Faneuil Hall has been standing as it is since 1762, when it was rebuilt after a fire. Its halls have been home to merchants who sold all sorts of goods to the people of Boston, and were also a meeting place for the Sons of Liberty. Over the years, many important people, from Samuel Adams to Barack Obama, have delivered speeches in this National Historic Landmark. One of its most notable features is the grasshopper weather vane, which was first placed atop the building in 1742. Faneuil Hall is still a marketplace where you can shop and grab a bite to eat while perusing the streets of Boston.

Old North Church

The Old North Church played an important part in the aforementioned wild ride of Paul Revere. On that fateful night, when Revere rode the Boston streets singing, “The British are coming,” the Old North Church gave him the answer he needed. The Sons of Liberty had developed a code. One lantern would be hung in the steeple if they were coming by land, and two if they were arriving by sea. Two lanterns shone brightly from the church’s steeple that night.
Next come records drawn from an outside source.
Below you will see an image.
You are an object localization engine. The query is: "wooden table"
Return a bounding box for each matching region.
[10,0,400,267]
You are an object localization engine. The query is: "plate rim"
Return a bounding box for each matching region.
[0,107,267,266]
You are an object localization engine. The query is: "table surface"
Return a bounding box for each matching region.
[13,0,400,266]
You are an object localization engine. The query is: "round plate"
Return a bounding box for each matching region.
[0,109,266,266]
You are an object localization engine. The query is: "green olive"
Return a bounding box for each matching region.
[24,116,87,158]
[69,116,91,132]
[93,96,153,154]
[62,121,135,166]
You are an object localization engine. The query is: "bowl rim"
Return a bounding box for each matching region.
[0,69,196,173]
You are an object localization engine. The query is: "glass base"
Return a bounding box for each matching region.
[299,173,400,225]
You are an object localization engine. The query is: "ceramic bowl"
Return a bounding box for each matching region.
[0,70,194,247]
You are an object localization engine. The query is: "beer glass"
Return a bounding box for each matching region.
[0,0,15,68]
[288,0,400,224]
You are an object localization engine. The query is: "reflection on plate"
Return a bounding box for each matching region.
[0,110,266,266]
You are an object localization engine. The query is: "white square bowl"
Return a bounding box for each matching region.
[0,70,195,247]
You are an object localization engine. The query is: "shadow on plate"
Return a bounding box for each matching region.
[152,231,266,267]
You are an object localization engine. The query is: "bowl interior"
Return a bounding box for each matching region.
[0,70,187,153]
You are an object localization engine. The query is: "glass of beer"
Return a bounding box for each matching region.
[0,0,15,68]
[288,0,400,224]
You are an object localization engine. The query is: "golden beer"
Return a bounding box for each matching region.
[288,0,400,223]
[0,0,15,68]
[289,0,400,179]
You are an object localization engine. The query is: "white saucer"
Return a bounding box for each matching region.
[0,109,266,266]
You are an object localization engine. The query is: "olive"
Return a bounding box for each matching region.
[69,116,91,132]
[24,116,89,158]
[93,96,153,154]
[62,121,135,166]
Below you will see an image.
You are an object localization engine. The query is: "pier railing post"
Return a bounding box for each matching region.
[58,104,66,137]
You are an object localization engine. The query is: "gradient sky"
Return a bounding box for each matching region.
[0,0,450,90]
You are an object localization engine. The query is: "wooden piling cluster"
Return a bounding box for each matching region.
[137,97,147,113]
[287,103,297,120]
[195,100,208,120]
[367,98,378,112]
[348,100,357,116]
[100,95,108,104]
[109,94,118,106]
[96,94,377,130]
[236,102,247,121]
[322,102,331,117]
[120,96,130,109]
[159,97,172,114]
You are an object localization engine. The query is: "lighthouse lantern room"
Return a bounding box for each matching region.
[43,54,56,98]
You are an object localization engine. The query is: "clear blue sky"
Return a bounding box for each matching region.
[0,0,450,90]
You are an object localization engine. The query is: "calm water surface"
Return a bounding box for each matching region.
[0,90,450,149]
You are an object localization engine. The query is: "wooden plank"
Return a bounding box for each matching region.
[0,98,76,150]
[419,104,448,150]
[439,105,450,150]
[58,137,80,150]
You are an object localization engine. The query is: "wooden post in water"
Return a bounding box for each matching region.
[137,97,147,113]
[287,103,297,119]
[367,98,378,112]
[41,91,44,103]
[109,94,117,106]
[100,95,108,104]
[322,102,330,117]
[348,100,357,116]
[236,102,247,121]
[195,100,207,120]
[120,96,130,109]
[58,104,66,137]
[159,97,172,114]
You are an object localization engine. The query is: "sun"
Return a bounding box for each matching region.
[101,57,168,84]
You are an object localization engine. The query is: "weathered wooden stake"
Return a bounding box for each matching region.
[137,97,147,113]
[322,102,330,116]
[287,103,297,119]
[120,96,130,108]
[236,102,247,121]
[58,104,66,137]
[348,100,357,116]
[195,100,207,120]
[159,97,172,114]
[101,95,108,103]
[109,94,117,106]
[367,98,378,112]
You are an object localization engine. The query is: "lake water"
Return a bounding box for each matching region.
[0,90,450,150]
You can visit the Old North Church today, where you can delve into the lives of the churchgoers of times past.

Old North Church-1

Old South Meeting House

Head downtown to find the Old State Meeting House. This church was built for the people of Boston in 1729, and was a place of worship, celebration and change. The Old South Meeting House drew a crowd of 5,000 on a cold December evening in 1773. All the colonists who participated in the affair were there to organize the Boston Tea Party. John Hancock led the meeting, and the rest is… well, history! You can visit this notable spot, and stand where freedom was demanded by the nation’s forefathers.

While some of the most impressive, these four buildings only scratch the surface of Boston’s historical sites. If you want to see them all, hop on the Freedom Trail and tour the city like a true colonist.